Cusco: danza y devoción en la festividad de la Virgen del Carmen en Paucartambo

Cusco: danza y devoción en la festividad de la Virgen del Carmen en Paucartambo

Cusco: danza y devoción en la festividad de la Virgen del Carmen en Paucartambo | Fotografía: Carlos Franco

31 de Julio del 2017 - 19:30
Carlos Franco

Baile en honor a la "Mamacha" Carmen

En el cementerio de Paucartambo, a tres horas y media de la ciudad de Cusco, Hernán Huaranga Zúñiga (50) echa unos tragos y recuerda a su padre fallecido.

Alza la mirada, vestido con su traje de danzante folclórico, y señala una figura que sobresale en la cabecera del mausoleo de su familia.

Es la única sepultura con un muñeco enmascarado, de unos seis centímetros, que lleva puesto un mandil, y sostiene en manos una pala y un rodillo, herramientas básicas de todo panadero. Vuelve a echar un sorbo de cerveza y dice: “mi padre fue panadero, uno de los primeros de Paucartambo, por eso la figura”.
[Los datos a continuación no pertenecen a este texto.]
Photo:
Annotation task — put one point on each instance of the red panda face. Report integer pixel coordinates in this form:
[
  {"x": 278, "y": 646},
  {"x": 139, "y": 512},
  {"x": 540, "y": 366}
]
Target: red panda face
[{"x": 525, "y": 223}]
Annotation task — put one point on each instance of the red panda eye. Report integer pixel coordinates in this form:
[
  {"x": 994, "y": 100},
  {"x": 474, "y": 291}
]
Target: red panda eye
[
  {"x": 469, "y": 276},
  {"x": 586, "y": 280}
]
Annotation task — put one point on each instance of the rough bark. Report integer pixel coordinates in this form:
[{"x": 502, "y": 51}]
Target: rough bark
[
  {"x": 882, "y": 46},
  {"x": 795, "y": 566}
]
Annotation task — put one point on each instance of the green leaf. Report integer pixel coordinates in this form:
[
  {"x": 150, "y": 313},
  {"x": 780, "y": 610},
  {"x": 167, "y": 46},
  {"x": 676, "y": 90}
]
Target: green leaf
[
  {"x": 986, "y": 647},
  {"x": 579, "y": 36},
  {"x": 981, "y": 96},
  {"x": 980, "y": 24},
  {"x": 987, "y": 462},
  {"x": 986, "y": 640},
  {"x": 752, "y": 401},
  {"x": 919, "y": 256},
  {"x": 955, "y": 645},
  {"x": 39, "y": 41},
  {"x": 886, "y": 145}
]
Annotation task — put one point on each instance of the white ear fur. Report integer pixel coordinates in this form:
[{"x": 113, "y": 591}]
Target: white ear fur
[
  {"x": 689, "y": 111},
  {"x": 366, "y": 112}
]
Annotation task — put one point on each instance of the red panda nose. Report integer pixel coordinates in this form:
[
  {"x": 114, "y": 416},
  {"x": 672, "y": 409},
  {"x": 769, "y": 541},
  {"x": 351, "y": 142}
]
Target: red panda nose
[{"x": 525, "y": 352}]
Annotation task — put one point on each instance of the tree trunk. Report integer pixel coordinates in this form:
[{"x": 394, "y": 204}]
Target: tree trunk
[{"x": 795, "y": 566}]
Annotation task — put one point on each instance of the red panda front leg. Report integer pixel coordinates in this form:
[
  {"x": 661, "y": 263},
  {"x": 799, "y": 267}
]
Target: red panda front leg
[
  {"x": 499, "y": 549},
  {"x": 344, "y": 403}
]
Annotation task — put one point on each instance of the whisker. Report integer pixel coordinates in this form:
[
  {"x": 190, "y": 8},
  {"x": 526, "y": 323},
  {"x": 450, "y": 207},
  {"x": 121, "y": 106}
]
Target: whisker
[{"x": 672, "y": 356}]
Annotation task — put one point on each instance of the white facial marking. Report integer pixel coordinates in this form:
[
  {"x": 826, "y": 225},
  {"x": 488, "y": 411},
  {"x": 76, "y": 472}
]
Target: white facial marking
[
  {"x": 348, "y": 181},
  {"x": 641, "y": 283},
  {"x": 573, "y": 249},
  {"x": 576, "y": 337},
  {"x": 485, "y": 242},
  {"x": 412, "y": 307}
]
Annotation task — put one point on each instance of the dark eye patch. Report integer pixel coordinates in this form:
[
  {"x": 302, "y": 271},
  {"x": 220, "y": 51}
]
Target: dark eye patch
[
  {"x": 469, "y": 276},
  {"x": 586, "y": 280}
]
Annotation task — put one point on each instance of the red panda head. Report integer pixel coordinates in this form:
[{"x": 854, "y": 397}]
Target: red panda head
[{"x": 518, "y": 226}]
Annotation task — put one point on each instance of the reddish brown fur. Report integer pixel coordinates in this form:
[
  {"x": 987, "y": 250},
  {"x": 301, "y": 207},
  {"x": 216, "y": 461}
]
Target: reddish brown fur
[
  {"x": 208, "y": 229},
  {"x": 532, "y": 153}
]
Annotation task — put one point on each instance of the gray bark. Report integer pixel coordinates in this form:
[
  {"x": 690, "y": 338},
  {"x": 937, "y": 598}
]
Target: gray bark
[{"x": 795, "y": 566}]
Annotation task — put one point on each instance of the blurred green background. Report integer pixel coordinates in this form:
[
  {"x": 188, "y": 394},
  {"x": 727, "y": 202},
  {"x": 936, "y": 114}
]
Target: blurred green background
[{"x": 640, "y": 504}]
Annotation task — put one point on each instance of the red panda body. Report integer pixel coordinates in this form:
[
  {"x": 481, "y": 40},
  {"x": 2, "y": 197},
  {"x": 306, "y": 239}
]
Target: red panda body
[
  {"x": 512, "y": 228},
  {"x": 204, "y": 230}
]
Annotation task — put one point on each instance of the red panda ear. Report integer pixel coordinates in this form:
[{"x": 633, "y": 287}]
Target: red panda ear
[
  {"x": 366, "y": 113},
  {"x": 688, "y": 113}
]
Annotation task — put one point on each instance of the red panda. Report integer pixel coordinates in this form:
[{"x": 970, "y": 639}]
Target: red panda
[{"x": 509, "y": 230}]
Es lunes 17 y los paucartambinos visitan a sus muertos durante la fiesta de honor a la Virgen del Carmen, “Mamacha Carmen”, su patrona y madre.

El muñeco del mausoleo es un homenaje a Patricio, su padre, pero la máscara es un guiño al “maqt'a”, el danzante que, de acuerdo con la tradición, representa al campesino, y oficia de bufón entre el público, con el que juguetea, bromea sin cesar.

UN ‘DANZAQ’. Hernán no es un “maqt'a”; es más bien un “danzaq”, otro de los personajes claves de la festividad. Cuenta que se trata de uno de los danzantes más pícaros, pues se dice que es un enamorador, un encantador de quinceañeras, de mujeres casadas y también de viudas.

Es parte de la tradición andina tanta coquetería y color. El baile que Hernán ejecuta se asemeja a un ritual de saltos sincronizados, una coreografía que no admite error alguno o descoordinación.

Para alcanzar ese nivel de exactitud, él y su comparsa se preparan durante el año y desde 1995, con reuniones de rutina, que sirven para perfeccionar la música y sus movimientos en conjunto.

Su cuadrilla –de la que es uno de los fundadores- está compuesta por unas veinte parejas, es decir, unos cuarenta danzarines, en el que también hay niños.

Por tradición y herencia, los pequeños son los encargados de mantener el baile vivo, los que rendirán tributo a la Virgen en un futuro.

“Sin Ella, nuestra madre milagrosa, nada de esto sería posible”, admite Hernán, quien, además de danzante, es profesor de inicial en Cusco, un devoto de la “Mamacha” a prueba de balas.

Paucartambino de nacimiento, hijo de los cusqueños Patricio y Mercedes (75), es el quinto de ocho hermanos, todos con conocimientos en panadería y tres de ellos integrantes de las casas de baile Maqt’a, Qhapaq Negro y Saqra.

Su traje, que reproduce los colores vivos de un arcoíris, consta de adornos de figuras de animales andinos, incrustaciones de piedra y un escapulario.

Lleva un cetro hecho de madera torneada, que se asemeja a la vara que carga la “Mamacha”, y una máscara, accesorio que todo danzarín debe usar durante el baile.

La razón es sencilla: a la “Mamacha” no se le puede mirar con los ojos descubiertos. Quien lo hace, advierte Hernán, falta el respeto a su origen divino, una osadía que nadie espera cometer. Ni siquiera los descreídos o faltos de fe.